Comparative analytics: Manage revenue cycle
A. Managing the revenue cycle is more challenging than ever. HME/DME providers need to identify and analyze the issues that impact performance and streamline processes to stay competitive.
Efficiency is a key component to the revenue cycle of any HME provider. Getting the money in the door starts with the provider documenting all aspects of the business completed in a timely manner.
Next, the billing and coding team(s) takes over to properly code the encounter and form the claim.

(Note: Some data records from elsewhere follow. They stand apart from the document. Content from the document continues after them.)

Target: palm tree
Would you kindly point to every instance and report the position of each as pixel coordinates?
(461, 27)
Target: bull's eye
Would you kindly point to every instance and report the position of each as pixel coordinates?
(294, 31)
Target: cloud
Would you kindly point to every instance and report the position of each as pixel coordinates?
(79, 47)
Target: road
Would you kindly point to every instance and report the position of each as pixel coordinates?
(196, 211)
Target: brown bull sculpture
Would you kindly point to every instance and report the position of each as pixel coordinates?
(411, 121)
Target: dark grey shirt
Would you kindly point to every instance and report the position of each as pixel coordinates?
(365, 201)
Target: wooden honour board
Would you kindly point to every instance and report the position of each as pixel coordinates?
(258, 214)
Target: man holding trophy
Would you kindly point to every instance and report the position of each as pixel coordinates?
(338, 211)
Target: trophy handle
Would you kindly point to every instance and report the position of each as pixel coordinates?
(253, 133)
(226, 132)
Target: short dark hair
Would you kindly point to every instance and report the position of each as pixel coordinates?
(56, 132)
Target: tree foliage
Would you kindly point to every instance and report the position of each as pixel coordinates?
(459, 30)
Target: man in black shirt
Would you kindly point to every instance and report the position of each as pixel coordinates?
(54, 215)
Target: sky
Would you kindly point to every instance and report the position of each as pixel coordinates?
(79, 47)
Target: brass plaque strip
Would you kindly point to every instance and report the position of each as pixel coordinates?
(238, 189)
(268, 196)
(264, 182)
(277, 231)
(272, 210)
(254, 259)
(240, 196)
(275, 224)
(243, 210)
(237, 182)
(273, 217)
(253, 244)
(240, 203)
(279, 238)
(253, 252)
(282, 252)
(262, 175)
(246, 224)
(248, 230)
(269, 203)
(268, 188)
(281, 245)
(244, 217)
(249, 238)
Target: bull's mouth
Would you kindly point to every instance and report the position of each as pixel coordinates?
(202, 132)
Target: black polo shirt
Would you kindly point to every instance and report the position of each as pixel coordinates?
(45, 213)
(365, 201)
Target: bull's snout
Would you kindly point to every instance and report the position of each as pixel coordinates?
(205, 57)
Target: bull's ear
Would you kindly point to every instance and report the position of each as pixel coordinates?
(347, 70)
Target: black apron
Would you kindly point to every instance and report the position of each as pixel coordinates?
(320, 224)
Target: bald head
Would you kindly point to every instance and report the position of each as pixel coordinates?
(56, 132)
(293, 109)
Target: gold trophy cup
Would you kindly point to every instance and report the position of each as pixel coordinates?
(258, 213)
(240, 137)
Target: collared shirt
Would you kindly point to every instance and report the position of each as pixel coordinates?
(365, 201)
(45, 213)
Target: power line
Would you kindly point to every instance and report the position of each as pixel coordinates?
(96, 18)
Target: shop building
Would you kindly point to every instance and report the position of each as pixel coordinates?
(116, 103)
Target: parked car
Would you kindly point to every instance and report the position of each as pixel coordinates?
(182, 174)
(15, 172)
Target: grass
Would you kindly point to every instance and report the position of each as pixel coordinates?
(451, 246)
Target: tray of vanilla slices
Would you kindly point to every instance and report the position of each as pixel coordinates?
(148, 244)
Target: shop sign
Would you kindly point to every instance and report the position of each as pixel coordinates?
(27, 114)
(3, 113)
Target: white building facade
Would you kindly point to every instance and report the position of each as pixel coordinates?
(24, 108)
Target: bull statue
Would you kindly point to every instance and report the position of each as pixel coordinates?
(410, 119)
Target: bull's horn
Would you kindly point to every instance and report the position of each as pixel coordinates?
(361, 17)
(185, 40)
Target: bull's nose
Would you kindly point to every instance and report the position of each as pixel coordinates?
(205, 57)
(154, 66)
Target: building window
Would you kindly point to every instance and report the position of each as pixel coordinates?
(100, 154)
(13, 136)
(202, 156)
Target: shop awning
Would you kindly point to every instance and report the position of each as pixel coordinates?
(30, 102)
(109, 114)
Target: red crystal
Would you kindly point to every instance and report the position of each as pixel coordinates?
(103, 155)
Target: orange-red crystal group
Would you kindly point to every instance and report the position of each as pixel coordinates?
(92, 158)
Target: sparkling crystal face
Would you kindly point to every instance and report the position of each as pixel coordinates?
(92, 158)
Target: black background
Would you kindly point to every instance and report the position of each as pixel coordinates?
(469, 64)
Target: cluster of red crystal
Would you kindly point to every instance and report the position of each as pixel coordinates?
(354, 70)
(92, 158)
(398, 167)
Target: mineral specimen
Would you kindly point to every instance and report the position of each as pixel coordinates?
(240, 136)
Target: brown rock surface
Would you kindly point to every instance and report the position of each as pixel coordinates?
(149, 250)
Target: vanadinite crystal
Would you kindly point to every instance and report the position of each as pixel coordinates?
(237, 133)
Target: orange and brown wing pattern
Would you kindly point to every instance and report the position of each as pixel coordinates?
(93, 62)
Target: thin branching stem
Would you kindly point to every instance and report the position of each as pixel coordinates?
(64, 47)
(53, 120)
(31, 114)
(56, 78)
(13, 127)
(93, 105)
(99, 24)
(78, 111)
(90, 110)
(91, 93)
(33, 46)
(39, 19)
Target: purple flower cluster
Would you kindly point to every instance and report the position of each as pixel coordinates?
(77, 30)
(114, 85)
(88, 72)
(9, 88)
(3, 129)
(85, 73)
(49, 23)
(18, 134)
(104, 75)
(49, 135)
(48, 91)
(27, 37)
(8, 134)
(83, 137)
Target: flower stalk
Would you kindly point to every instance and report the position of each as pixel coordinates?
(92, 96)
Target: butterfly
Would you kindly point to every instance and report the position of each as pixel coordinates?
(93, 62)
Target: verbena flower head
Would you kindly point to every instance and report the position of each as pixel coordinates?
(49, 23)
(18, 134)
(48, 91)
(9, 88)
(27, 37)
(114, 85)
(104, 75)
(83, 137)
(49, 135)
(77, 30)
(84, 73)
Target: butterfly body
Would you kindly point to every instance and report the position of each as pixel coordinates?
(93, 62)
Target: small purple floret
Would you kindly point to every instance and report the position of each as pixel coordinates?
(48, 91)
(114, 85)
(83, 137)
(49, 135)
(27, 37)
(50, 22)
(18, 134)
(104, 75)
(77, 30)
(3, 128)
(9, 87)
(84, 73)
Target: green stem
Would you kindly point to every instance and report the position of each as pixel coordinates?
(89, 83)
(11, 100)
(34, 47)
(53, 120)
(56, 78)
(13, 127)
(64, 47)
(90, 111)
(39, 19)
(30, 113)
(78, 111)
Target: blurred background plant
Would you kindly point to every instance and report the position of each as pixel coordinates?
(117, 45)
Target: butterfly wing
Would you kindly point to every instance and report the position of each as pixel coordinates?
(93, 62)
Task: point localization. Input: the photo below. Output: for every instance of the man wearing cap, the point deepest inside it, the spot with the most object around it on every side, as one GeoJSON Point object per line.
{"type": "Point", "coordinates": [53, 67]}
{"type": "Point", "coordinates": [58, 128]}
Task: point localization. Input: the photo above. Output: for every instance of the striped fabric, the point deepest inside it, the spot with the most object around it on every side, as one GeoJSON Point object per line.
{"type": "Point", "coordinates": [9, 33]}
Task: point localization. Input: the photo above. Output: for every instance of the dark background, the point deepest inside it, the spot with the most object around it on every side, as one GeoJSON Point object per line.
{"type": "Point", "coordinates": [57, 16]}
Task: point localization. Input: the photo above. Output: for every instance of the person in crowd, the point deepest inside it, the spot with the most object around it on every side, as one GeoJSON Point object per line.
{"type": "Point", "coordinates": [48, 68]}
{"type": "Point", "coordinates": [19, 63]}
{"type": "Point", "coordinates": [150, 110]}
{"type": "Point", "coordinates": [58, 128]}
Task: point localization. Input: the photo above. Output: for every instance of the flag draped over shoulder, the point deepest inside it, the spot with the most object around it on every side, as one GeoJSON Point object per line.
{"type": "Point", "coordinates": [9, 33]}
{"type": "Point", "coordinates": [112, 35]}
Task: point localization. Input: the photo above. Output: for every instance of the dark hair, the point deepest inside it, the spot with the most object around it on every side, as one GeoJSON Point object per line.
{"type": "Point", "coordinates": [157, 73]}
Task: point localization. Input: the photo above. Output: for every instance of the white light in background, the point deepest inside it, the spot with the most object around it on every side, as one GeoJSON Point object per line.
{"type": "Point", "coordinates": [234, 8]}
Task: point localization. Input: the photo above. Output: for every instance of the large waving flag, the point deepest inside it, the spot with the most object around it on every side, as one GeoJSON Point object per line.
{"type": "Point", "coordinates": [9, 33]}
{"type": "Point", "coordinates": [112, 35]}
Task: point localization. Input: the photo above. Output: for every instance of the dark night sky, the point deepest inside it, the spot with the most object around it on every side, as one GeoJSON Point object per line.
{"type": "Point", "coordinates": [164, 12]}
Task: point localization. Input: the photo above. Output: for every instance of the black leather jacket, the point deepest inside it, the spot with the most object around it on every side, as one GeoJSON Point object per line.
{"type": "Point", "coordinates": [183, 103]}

The last steps are final scrub checks of the claim to make sure it’s formed correctly before submission to the payer through the clearinghouse (or direct).
At that point, the HME provider is waiting for the payer to accept the claim. That could happen immediately, or a cycle of multiple denials/re-submissions could occur that would result in a delay in receiving payment. For any size provider, that’s a hit to the bottom line.
On average, how long does that process take for your organization? Do you even know?
The process can take more than three months to capture what happened/what service or materials were provided, complete the paperwork and have the claim accepted for payment by the payer.
One easy way to address this waiting period in your organization is to map your internal processes and measure the amount of time consumed in each step of the process. Then you can manage each step to improve performance. You can also use solutions to evaluate your performance and compare yourself to your peers.
Managing cash flow is a critical function for HME/DME providers. Leveraging solutions in the market to monitor and drive performance improvement, along with process mapping, is a quick and easy way to get your cash earlier.